Angka kasus positif HIV di Kota Bandung naik 20 hingga 30 persen setiap tahunnya. Per Juli 2025, Komisi Penanggulangan AIDS (KPA) Kota Bandung mencatat ada 9.784 kasus positif.
Ketua Komisi IV DPRD Kota Bandung Iman Lestariyono mengatakan tidak mudah menangani permasalahan HIV di Kota Bandung. Dia menilai penangannya perlu dilakukan secara multidisiplin dan multidimensi.
“Nah, terkait dengan data memang Kota Bandung itu hampir 10 ribuan. Kita juga belum cek lagi ya, karena satu dua tahun yang lalu 10 ribuan (angkanya) tapi masih bercampur dengan data non Kota Bandung, karena rumah sakitnya di tempat pemeriksaan dari mana-mana (pengidap yang berobat ke Kota Bandung),” kata Iman kepada infoJabar, Senin (17/11/2025).

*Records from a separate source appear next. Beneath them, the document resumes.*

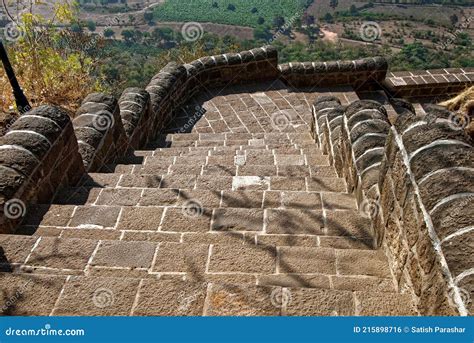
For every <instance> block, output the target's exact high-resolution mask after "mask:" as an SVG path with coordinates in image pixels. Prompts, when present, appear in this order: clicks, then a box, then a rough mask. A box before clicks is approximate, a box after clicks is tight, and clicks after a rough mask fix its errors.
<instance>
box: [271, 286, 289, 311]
mask: <svg viewBox="0 0 474 343" xmlns="http://www.w3.org/2000/svg"><path fill="white" fill-rule="evenodd" d="M291 300H292V298H291V292H290V290H289V289H287V288H276V289H274V290H273V292H272V294H271V295H270V301H271V302H272V305H273V306H275V307H276V308H282V307H287V306H288V305H289V304H290V303H291Z"/></svg>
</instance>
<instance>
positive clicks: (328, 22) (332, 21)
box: [324, 12, 334, 23]
mask: <svg viewBox="0 0 474 343" xmlns="http://www.w3.org/2000/svg"><path fill="white" fill-rule="evenodd" d="M333 20H334V18H333V16H332V15H331V13H329V12H328V13H326V14H325V15H324V21H326V22H328V23H332V22H333Z"/></svg>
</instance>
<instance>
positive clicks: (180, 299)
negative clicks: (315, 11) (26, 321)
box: [0, 83, 416, 316]
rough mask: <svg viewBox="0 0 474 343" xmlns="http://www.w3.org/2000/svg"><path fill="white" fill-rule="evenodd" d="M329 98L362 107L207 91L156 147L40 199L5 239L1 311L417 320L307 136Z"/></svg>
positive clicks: (0, 238)
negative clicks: (401, 315)
mask: <svg viewBox="0 0 474 343" xmlns="http://www.w3.org/2000/svg"><path fill="white" fill-rule="evenodd" d="M323 92H324V93H328V92H329V93H331V94H334V95H337V96H339V97H340V99H341V101H342V102H343V103H344V104H348V103H349V102H351V101H354V100H356V99H357V95H356V94H355V93H354V92H352V91H351V90H350V89H345V88H344V89H337V90H332V91H330V90H318V91H308V92H294V91H292V90H288V89H285V88H284V87H282V85H281V84H279V83H276V84H267V85H259V86H248V87H233V88H232V89H228V90H225V92H218V91H212V92H210V94H208V97H207V98H204V97H202V98H196V99H194V100H193V101H192V102H190V103H189V105H187V106H185V107H184V108H183V110H182V111H180V113H179V114H178V115H177V117H176V120H174V122H173V123H171V124H170V127H169V129H168V134H167V135H164V136H162V137H158V138H157V141H156V142H154V143H151V144H150V146H149V148H148V149H144V150H140V151H135V152H134V154H133V156H128V157H126V158H122V159H121V160H120V161H118V163H117V164H116V165H113V166H112V165H110V166H104V170H103V172H101V173H91V174H89V175H87V176H86V177H84V179H83V180H82V182H81V184H80V185H78V186H77V187H72V188H68V189H63V190H61V191H59V192H58V193H57V195H56V197H55V199H54V201H53V202H52V204H39V205H34V206H31V207H30V208H29V210H28V215H27V216H26V218H25V219H24V221H23V223H22V226H21V228H20V231H19V232H20V233H21V234H23V235H2V236H0V246H1V247H2V249H3V250H2V252H3V259H2V260H1V261H0V268H1V269H0V270H1V272H0V283H1V285H2V292H3V296H2V300H0V301H1V302H2V303H1V304H0V305H1V306H2V309H3V310H2V311H3V313H4V314H10V315H137V316H138V315H160V316H166V315H178V316H180V315H206V316H215V315H217V316H221V315H239V316H247V315H271V316H274V315H415V314H416V312H415V310H414V307H413V304H412V302H411V300H410V299H409V298H407V296H405V295H403V294H399V293H398V291H397V289H395V286H394V285H395V283H394V282H393V279H392V276H391V274H390V271H389V266H388V261H387V258H386V257H385V255H384V254H383V253H382V252H381V251H377V250H373V249H372V235H371V232H370V220H369V218H366V217H364V216H363V215H362V214H361V213H360V212H359V211H358V209H357V204H356V201H355V199H354V197H353V196H352V195H351V194H348V193H347V189H346V184H345V181H344V180H343V179H341V178H338V177H337V174H336V172H335V170H334V168H333V167H331V166H330V164H329V159H328V157H327V156H325V155H324V154H323V153H322V152H321V150H320V149H319V147H318V145H317V144H315V142H314V140H313V139H312V137H311V135H310V134H309V132H310V125H311V111H310V105H311V103H312V102H313V100H314V99H315V98H316V97H317V96H318V95H320V94H321V93H323ZM191 128H192V129H191ZM188 131H190V132H188ZM19 292H20V293H21V294H22V296H21V298H20V299H16V297H15V295H16V294H18V293H19Z"/></svg>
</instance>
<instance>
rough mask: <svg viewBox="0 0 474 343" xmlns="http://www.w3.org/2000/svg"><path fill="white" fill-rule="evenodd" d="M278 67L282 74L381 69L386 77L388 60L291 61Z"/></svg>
mask: <svg viewBox="0 0 474 343" xmlns="http://www.w3.org/2000/svg"><path fill="white" fill-rule="evenodd" d="M278 69H279V70H280V73H281V75H282V76H289V75H291V74H297V75H314V74H331V73H351V72H354V73H357V72H379V71H380V72H383V73H384V74H383V78H381V79H385V74H386V72H387V70H388V62H387V60H386V59H385V58H383V57H380V56H377V57H369V58H363V59H359V60H350V61H331V62H290V63H287V64H281V65H279V66H278Z"/></svg>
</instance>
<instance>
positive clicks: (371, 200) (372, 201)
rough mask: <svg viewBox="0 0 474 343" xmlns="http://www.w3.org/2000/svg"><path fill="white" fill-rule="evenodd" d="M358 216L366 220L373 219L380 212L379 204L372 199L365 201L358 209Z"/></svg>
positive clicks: (363, 202)
mask: <svg viewBox="0 0 474 343" xmlns="http://www.w3.org/2000/svg"><path fill="white" fill-rule="evenodd" d="M359 211H360V214H361V215H362V216H364V217H366V218H370V219H372V220H373V219H375V218H376V217H377V215H378V214H379V211H380V204H379V203H378V202H377V201H375V200H373V199H365V200H364V201H363V202H362V204H360V208H359Z"/></svg>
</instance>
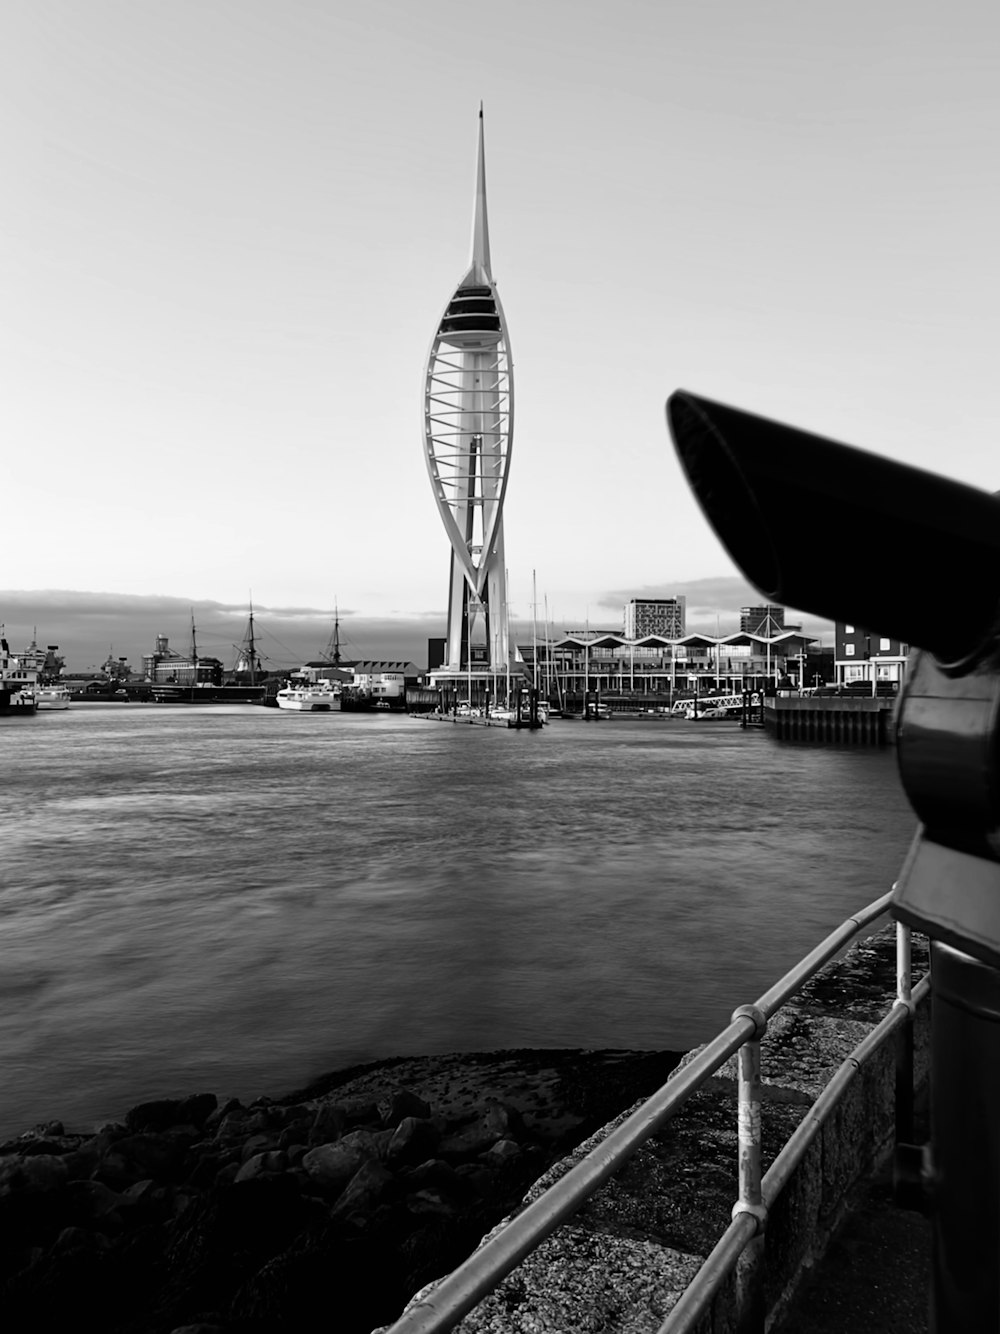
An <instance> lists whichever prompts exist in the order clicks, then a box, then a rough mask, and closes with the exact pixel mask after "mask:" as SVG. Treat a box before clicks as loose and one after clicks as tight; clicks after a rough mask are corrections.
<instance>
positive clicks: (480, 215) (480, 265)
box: [471, 103, 493, 281]
mask: <svg viewBox="0 0 1000 1334" xmlns="http://www.w3.org/2000/svg"><path fill="white" fill-rule="evenodd" d="M471 263H472V269H473V271H475V269H480V271H481V275H479V276H480V279H484V280H487V281H489V280H491V279H492V276H493V275H492V272H491V268H489V221H488V219H487V151H485V140H484V135H483V103H480V104H479V164H477V167H476V209H475V215H473V219H472V261H471Z"/></svg>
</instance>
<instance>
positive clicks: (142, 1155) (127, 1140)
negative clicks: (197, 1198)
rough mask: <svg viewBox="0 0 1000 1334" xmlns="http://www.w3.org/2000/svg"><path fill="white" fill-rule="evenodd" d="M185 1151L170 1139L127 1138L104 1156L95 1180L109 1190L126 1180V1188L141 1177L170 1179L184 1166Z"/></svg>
mask: <svg viewBox="0 0 1000 1334" xmlns="http://www.w3.org/2000/svg"><path fill="white" fill-rule="evenodd" d="M185 1149H187V1145H185V1143H183V1141H179V1139H176V1138H175V1137H172V1135H165V1134H151V1133H145V1134H141V1135H127V1137H125V1138H124V1139H119V1141H116V1142H115V1145H113V1147H112V1150H111V1151H109V1153H108V1154H105V1157H104V1159H103V1162H101V1165H100V1169H99V1171H97V1177H99V1179H100V1181H104V1182H105V1183H107V1185H109V1186H113V1185H115V1183H116V1181H121V1179H124V1178H128V1179H127V1182H125V1183H127V1185H132V1183H133V1182H136V1181H141V1179H143V1178H144V1177H155V1178H157V1179H164V1178H167V1179H172V1178H173V1177H175V1175H176V1174H177V1171H179V1169H180V1166H181V1163H183V1162H184V1153H185Z"/></svg>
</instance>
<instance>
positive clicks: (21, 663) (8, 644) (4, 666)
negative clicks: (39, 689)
mask: <svg viewBox="0 0 1000 1334" xmlns="http://www.w3.org/2000/svg"><path fill="white" fill-rule="evenodd" d="M3 628H4V627H3V626H0V714H33V712H36V711H37V707H39V698H37V684H39V674H37V670H36V668H35V667H33V666H29V664H28V663H25V662H23V659H21V655H16V654H12V652H11V646H9V644H8V643H7V639H5V638H4V634H3Z"/></svg>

“Waktu itu kota Bandung masih di angka 6 ribuan, jadi kalau betul itu 10 ribuan saya juga nggak percaya benar. Karena bisa jadi ini kan yang sudah ter-screening, yang sudah diperiksa, berarti memungkinkan seperti gunung es yang terlihat, yang terpotret demikian, tapi sesungguhnya di bawahnya bisa mengerikan,” tambahnya.
Iman mengungkapkan, dalam hal ini Dinkes Kota Bandung harus terus melakukan screening, juga harus segera di-monev dan harus segera diantisipasi karena penyebarannya juga bisa jadi sangat cepat jika abai terhadap hal ini.
“Ini harus menjadi political war, dikawal bagi semua pihak, dan semua stakeholder. Artinya kalau hanya dibicarakan oleh Dinkes nggak akan selesai. Karena Dinkes itu corongnya sampai puskesmas saja, itu pun dengan berbagai urusan. Ada 6 SPM, urusan sosial, pendidikan, kesehatan, semuanya bergabung di sana,” ungkapnya.
Menurut Iman, pemerintah dalam hal ini kepala daerah dengan DPRD harus kompak. Apalagi dilihat dari visi misi Wali Kota Bandung Muhammad Farhan Bandung Utama. “Nah ini jua harus melibatkan pihak di luar kedinasan, karena kan kalau urusan keagamaan memang Kemenag punya hirarki struktur yang berbeda, kita hanya mitra saja. Kalau Dinkes kita dorong yang pertama proses screening sampai ke tingkat puskesmas, dan juga melibatkan kader dan posyandu, kemudian juga imbauan-imbauan, karena ada yang memang mereka terindikasi pekerja seksual komersil,” ujarnya.
Treatment juga harus dilakukan Pemkot Bandung, karena dalam hal HIV banyak juga orang yang tidak salah dan bermasalah tertular.
“Ada yang mereka sendiri korban, karena salah satu dari pasangannya jajan, baik suaminya atau istrinya, kemudian saling menularkan, atau di antara mereka sudah terkena lalu anak-anaknya (tertular). Jadi kita dorong screening dulu, kemudian bagaimana treatmentnya, treatment itu setahu saya alokasi anggaran dari Dinas Kesehatan ataupun DP3A,” tuturnya.
Iman mengakui jika anggara untuk pendampingan bagi penyintas HIV masih sangat minim. Bahkan masih melibatkan para komunitas, relawan yang fundingnya itu bisa sampai ke dana global, atau dana luar negeri.
“Tetapi terakhir mereka juga curhat ke kami, dana mereka juga terbatas. Nah ini kalau berupa program berarti harus dirumuskan bareng-bareng dari lintas kedinasan, anggarannya juga harus disiapkan. Kalau lebih kepada komunitas itu kan mereka juga pasti punya keterbatasan,” ucapnya.
“Ya kita dari DPRD sih insya Allah kalau urusan anggaran karena ini bagian dari upaya meningkatkan derajat kesehatan yang setinggi-tingginya diKkota Bandung dan juga citra sebagai Bandung kota agamis. Maka ini harus serius, kita antisipasi dan kita berharap bisa melibatkan semua stakeholder di antaranya juga para ulama, para ustadz yang kembali menghimbau bahaya terkait hal itu,” pungkasnya.